Le retrait annoncé des dernières troupes américaines d’Afghanistan d’ici la fin du mois et la percée fulgurante des forces talibanes qui, au cours des dernières semaines, ont été en mesure de prendre le contrôle d’une majorité de districts du pays ainsi que d’une première grande ville (Lashkar Gah, la capitale de la province d’Helmand située dans le Sud-Ouest), font craindre un retour au pouvoir de ces fondamentalistes.

Malheureusement, cela ne semble être qu’une simple question de semaines avant que ces derniers ne soient en mesure de renverser totalement les troupes gouvernementales aujourd’hui démoralisées et n’ayant aucune volonté de mourir pour défendre une entité et un pouvoir envers lesquels ils ne ressentent aucun attachement particulier dans ce pays où l’appartenance clanique et ethnique joue un rôle beaucoup plus significatif.

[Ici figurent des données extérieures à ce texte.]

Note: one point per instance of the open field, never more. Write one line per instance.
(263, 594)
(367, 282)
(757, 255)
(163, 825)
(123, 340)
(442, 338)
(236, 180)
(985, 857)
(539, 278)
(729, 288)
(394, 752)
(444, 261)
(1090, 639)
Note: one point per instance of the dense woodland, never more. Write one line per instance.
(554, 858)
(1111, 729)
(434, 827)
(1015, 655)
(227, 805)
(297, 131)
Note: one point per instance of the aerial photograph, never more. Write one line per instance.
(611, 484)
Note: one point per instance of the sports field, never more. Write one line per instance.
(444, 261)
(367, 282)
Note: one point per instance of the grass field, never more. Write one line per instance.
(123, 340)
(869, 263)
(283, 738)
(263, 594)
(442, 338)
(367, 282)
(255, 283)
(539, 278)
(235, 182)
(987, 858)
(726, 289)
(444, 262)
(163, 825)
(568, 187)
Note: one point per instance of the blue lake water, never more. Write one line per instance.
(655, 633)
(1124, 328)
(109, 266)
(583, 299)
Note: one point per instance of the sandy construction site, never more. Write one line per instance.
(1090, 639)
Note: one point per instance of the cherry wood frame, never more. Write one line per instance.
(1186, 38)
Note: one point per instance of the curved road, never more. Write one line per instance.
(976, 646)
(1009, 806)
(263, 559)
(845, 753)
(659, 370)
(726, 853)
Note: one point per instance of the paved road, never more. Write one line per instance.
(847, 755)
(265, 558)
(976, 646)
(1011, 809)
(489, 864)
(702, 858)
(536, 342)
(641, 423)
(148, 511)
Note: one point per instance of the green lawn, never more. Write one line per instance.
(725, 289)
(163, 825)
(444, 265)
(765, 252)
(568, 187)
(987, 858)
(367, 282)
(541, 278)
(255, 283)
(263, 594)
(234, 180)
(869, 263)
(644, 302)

À cet égard, force est d’admettre que les 20 années de reconstruction du pays par les États-Unis et leurs alliés ont reposé sur la prémisse erronée d’un État centralisé où les chefs de guerre tribaux étaient entièrement assujettis à la figure du président. En refusant de reconstruire le pays de manière décentralisée et d’accorder du pouvoir aux leaders régionaux, les autorités de Kaboul se sont ainsi privées d’alliés qui n’hésiteraient pas aujourd’hui à prendre les armes contre les talibans. Or, ceux-ci préfèrent plutôt demeurer en retrait en attendant la victoire des talibans avant de prendre les armes contre eux. Bref, l’échec de la reconstruction des 20 dernières années risque bien d’ouvrir la voie à une future guerre civile dans le pays entre les talibans et différentes factions à l’instar de ce qui a prévalu entre le chaos engendré par le départ des troupes soviétiques en 1989 et l’intervention de 2001.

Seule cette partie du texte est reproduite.